Testing and Code Review with AI Agents

Your AI agent wrote 200 lines of code in 3 minutes. Now what. If you merge without reviewing, you're gambling. If you review line-by-line, you've lost the speed advantage. Code review with agents needs a different strategy — not more relaxed, but smarter.

The review paradox

AI is fast at generating code. So fast it creates a new bottleneck: review. Before, the bottleneck was writing code. Now it's validating it.

You can't skip review — generated code has subtle errors, inconsistent patterns, and decisions no agent can make for you. But you also can't review everything at the same level of detail as before. You need a system that filters the obvious stuff and lets you focus on what matters.

My review checklist

After months reviewing agent-generated code, these are the five things I always check. It's not an exhaustive review — it's a quick filter that catches 80% of the problems.

Code Review Checklist

1async function deleteUsers(data: any) {
2  const res = await fetch("/api/users", {
3    method: "DELETE",
4    body: JSON.stringify(data),
5  });
6  console.log(res);
7  return res.json();
8}

Review confidence0/5

Let's go through each one:

Does it match intent? The most common error isn't that the code breaks — it's that it does something different from what you asked. The agent interpreted your prompt one way, you meant another. This is the most important check and the one only a human can do.

Type safety ok? Agents love any. They also skip null checks, ignore API errors, and assume data always arrives in the expected format. A quick type review catches problems that become production bugs later.

Follows codebase patterns? The agent can generate functional code that looks nothing like the rest of your project. Uses console.log instead of your logger, creates duplicate utils, ignores naming conventions. Code that works but nobody recognizes as theirs.

Inputs validated? Any data coming from outside — user input, APIs, query params — needs validation. Agents tend to trust that data is always correct. In production, it never is.

Edge cases covered? Empty data, network errors, timeouts, arrays with a single element, strings with special characters. Agents cover the happy path. Edge cases are your responsibility.

Agents reviewing agents

The idea sounds recursive, but it works: using a code review agent as a first filter before you look at the code. It doesn't replace your review — it makes it shorter.

What I do: after the agent generates code, I ask it to review the output against a set of rules. The project's CLAUDE.md already has the conventions. The agent compares the output against those conventions and flags inconsistencies.

The human reviews the review. Sounds redundant, but the total time is less than reviewing all the code directly. The agent catches mechanical problems. You focus on design problems.

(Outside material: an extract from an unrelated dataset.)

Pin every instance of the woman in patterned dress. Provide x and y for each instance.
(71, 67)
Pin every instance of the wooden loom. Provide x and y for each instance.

When automated review gets it right

Agents are good at catching things humans overlook out of tedium:

Broken patterns across many files — If you renamed a convention and three files didn't get updated, the agent finds it.
Unused imports — You ignore them, the agent lists them all.
Inconsistent naming — getUserData in one file, fetchUserInfo in another. The agent spots the divergence.
Duplicate code — Two utils doing the same thing with different names. The agent compares and flags.

This kind of review is tedious for humans and trivial for agents. Delegating it makes sense.

When automated review fails

Agents can't validate:

Business logic — Does this price calculation include taxes? Does the discount apply before or after shipping? Only someone who understands the domain can verify this.
UX decisions — Does this loading state communicate what's happening? Does the error message help the user solve the problem? Human judgment.
Is this the right approach? — The code can be perfect and still be the wrong solution. The agent doesn't know if you should have used a webhook instead of polling, or if that feature should exist at all.
Team context — Undocumented agreements, historical decisions, reasons something was done a certain way. If it's not in the codebase, the agent doesn't know it.

A workflow that works

My current flow:

Write with agent — Clear prompt, defined spec, codebase context available
Auto-review — The agent reviews its own output against project conventions
Auto-fix — Mechanical problems (imports, formatting, types) get fixed before I see them
Human review — I review intent, business logic, edge cases, and architecture decisions
Ship — With confidence, because both review layers already passed

The human review is shorter because the obvious stuff is already resolved. I don't spend time pointing out console.log or any types — that's already caught. My attention goes to the questions only I can answer.

Conclusion

The goal isn't zero human review. It's making human review time count. Every minute you spend checking an unused import is a minute you don't spend evaluating whether the architecture scales or whether the feature solves the right problem.

Agents are good at catching mechanical errors. Humans are good at evaluating intent, context, and consequences. A good review workflow uses each for what they're best at.

This is the ninth article in the series. The first was about the tools I use. The second about why they fail and how to fix it. The previous one about planning before coding with SDD. This one closes the loop — the code is generated, now you need to make sure it deserves to reach production.